CHILDHOOD INACTIVITY EPIDEMIC
By Kirk Winter
ParticipACTION and the Active Healthy Kids Global Alliance recently came to some troubling conclusions about the health of Canadian children, and their findings need to be taken seriously.
These two groups reported that “Canadian children are spending too much time in front of their screens.” They further shared that children “are not spending enough time involved in heart thumping physical activity.”
The ParticipACTION report for 2018 painted a dire picture for young people and their level of physical activity right across Canada. ParticipACTION gave Canadian children a D+ for their overall level of physical activity.
For children 3 to 4 years old, ParticipACTION is setting a minimum of 180 minutes of physical activity a week. For children 5 to 17, the minimum is upped to 60 minutes a day.
The 2018 report unfortunately discovered that only 62 percent of 3 to 4 year olds reach the activity goals that ParticipACTION set, while the number plummets to 35 percent among 5 to 17 year olds.
ParticipACTION identifies three culprits for this lack of activity:
Too much screen time
Urbanization
Increasing automation of domestic chores
ParticipACTION believes that “some activity is better than none at all,” and that “walking, biking or wheeling to school is a great place to start the habit of physical activity.”
The negative effects of a lack of physical activity are worrying and include cardiovascular health issues, loss of muscle strength, additional body mass and sleep related issues.
The positive effects of physical activity are quite stunning -- children who get their activity are more creative, better able to solve problems, less likely to make mistakes, have better memories, longer attention spans, better self-esteem and are less likely to suffer from anxiety and depression.
The benefits of physical activity can also be seen equally with children diagnosed with Attention Deficit-Hyperactivity Disorder and Autism Spectrum disorders.
Dr.

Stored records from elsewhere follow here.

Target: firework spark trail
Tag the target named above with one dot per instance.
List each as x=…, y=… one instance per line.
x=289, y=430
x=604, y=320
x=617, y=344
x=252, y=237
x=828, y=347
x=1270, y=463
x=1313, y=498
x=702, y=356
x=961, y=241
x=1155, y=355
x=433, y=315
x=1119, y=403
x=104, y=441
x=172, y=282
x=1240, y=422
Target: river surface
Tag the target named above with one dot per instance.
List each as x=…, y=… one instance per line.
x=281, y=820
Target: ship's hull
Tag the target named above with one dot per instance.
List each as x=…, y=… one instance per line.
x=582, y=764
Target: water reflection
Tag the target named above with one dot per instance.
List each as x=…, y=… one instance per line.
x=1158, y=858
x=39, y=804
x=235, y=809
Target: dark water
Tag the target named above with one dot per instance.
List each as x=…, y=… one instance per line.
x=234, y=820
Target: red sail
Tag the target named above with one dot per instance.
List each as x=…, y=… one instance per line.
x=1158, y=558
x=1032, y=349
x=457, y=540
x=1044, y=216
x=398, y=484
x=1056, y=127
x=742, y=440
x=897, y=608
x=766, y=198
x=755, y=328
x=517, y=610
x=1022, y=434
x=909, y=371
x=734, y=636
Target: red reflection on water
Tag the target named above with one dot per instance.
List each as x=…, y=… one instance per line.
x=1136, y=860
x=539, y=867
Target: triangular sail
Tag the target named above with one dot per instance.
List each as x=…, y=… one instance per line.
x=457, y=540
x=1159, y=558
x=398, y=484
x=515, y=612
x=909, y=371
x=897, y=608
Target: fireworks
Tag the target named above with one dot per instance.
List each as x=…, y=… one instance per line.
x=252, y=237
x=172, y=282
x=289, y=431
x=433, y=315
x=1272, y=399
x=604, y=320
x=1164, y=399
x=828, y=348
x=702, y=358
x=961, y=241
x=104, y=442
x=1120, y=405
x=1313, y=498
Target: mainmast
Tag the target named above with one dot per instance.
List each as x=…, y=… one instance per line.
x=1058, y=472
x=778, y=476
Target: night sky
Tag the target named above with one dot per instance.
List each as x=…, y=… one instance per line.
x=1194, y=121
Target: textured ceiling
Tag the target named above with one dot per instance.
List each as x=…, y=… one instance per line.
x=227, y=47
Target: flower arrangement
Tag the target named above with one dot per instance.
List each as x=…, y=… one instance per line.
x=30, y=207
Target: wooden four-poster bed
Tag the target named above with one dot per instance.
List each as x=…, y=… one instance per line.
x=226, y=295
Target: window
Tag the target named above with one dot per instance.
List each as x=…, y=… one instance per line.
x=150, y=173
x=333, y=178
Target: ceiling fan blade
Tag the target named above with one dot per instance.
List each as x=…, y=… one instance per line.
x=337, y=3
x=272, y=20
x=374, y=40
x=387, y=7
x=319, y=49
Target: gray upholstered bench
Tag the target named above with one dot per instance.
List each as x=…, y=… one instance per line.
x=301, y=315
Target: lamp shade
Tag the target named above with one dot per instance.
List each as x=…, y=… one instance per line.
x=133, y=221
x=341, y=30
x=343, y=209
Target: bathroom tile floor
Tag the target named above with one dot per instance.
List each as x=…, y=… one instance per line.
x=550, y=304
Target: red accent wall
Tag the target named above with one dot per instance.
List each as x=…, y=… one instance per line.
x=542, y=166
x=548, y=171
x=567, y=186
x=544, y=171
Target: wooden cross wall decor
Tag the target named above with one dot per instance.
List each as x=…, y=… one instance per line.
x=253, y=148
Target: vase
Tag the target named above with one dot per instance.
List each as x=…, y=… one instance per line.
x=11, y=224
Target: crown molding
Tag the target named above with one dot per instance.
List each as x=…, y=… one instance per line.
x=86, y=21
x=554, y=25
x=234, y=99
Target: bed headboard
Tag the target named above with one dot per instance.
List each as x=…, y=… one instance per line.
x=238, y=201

Mark Trembly, an Ottawa area physician who works with both ParticipACTION and the Active Healthy Kids Global Alliance, postulated that “Canadian children are facing a childhood inactivity epidemic and we can look to other nations in the world for guidance on this issue.”
Trembly says that “successful countries foster physical activity by pervasive cultural and societal norms.”
Each year ,Active Healthy Kids Global Alliance surveys 49 countries worldwide to determine in the industrialized world whose children are the most active.
In 2018, the most physically active children were Japanese and Slovenian. In Japan this activity rate has been achieved by virtually eliminating busing for school children, and in the context of their densely urbanized nation has made walking or biking to school the accepted way to get there. In Slovenia, a sports mad part of the former Yugoslavia, the identity of the nation is directly tied to sports and success in sports. The rise of Slovenia as a world soccer, basketball and volleyball nation has been noted by the governing bodies of these sports. Slovenia also has a very strong sports club system with heavily subsidized fees so no child is left out from sports for monetary reasons.
ParticipACTION recommends we look at Slovenia’s success and provide additional funding or subsidies for low income Canadian families to access physical activity. ParticipACTION also “urges parents that the removal of outdoor play as punishment is counterproductive to the health and wellbeing of the child who in reality is being punished twice, once for whatever the indiscretion was and a second time for the removal of healthy outdoor activity.”
With 51 percent of Canadian children spending too much time on their electronic devices, both groups recommend that physical activity will be more successful if the whole family is active together and that being outdoors is a powerful antidote for kids facing stress.
We have the data on this public health epidemic. We know what it is doing to our children. It is time we act and provide programming and opportunity before it is too late.